Reason: The frictional resistance along the long horizontal section/deep well is high (the frictional resistance loss can reach 30%-50% of the total pump pressure). The cationic drag reducing can reduce the turbulent frictional resistance by 40%-70%, reducing the pump-pressure loss and ensuring that the fracturing fluid enters each cluster of fractures evenly according to the designed displacement. 

2). High-displacement Construction Scenarios 

It is applicable to large-scale fracturing (such as volumetric fracturing) with a construction displacement > 10 m³/min. 

Reason: At high displacements, the turbulence intensity of the fluid is higher, and the demand for drag reduction is more urgent. The long-chain molecules of the cationic drag reducer can more effectively suppress vortices and maintain a low - frictional - resistance state. 

4. Environmental and Stability Requirements 

1). Medium to High Temperature Reservoirs (Requiring Temperature - Resistant Modification) Conventional products are applicable to reservoirs ≤ 120℃. After temperature - resistant modification (such as introducing aromatic rings and heterocyclic groups), they can be applicable to high - temperature reservoirs of 120-180℃. 
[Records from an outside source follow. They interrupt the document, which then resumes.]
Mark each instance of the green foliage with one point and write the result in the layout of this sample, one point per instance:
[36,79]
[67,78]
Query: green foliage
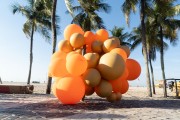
[86,14]
[37,15]
[123,37]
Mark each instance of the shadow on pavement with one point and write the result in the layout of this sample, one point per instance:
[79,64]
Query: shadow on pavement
[54,109]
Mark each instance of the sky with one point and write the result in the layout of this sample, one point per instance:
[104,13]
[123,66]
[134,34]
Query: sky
[14,45]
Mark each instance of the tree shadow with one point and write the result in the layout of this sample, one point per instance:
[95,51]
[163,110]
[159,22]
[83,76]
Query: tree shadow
[54,109]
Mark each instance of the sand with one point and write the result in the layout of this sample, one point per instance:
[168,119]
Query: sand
[135,105]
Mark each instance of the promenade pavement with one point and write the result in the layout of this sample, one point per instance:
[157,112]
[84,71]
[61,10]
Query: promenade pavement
[131,107]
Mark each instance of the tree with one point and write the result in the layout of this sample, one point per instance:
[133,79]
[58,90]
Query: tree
[123,37]
[54,40]
[38,20]
[153,44]
[86,14]
[127,7]
[163,18]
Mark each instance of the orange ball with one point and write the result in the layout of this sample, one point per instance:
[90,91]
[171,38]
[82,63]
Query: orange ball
[77,40]
[92,59]
[102,35]
[70,29]
[134,69]
[112,97]
[88,49]
[76,64]
[89,90]
[54,89]
[110,44]
[121,52]
[78,51]
[65,46]
[126,49]
[89,37]
[119,85]
[97,46]
[57,68]
[92,77]
[70,90]
[116,39]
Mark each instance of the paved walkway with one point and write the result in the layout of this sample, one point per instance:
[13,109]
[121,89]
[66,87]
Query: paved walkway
[37,106]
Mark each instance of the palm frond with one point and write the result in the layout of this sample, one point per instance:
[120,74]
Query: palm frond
[104,7]
[69,7]
[27,28]
[128,7]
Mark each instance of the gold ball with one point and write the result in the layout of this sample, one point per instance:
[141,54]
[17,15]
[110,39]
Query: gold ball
[65,46]
[77,40]
[110,44]
[111,66]
[92,77]
[126,49]
[104,89]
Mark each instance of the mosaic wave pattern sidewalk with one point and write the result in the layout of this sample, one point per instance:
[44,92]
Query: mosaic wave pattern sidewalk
[36,106]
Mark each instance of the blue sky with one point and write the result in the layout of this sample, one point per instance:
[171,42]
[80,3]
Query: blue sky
[14,45]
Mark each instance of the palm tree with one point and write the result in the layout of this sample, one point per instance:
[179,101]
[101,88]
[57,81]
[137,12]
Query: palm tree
[37,20]
[87,16]
[127,7]
[153,44]
[54,39]
[162,17]
[123,37]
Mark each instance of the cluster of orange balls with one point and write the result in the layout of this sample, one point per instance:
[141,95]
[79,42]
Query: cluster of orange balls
[105,68]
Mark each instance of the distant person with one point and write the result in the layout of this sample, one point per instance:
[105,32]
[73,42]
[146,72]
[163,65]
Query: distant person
[0,81]
[171,85]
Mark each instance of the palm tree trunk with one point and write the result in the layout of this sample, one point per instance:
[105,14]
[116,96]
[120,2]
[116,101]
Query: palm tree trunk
[152,75]
[162,62]
[145,48]
[54,36]
[31,54]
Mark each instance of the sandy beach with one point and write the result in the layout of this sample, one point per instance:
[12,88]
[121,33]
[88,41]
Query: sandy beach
[135,105]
Reason: High temperatures can cause thermo-oxidative degradation of polymer chains. Molecular design is required to improve heat resistance and avoid a decrease in drag reducer for fracturing fluid efficiency due to molecular chain breakage. 

2. Low pH or Neutral Fracturing Fluid Environments 

It is applicable to use drag reducer for fracturing fluid systems with a pH of 5 -9. A strongly acidic (pH < 3) or strongly alkaline (pH > 11) environment may cause the cationic groups to fail (such as imbalanced protonation of amines). 

Summary 

The core applicable logic of cationic drag reducer for fracturing fluid drag reducers is: on the basis of "the need for drag reduction", superimposed with scenarios where "the reservoir needs anti-swelling/salt-resistance". Its optimal application scenario is: a high salinity and low permeability reservoir containing expansive clays, using drag reducer for fracturing fluid for long - horizontal - section and high - displacement fracturing construction, and the reservoir temperature is within its temperature - resistant range.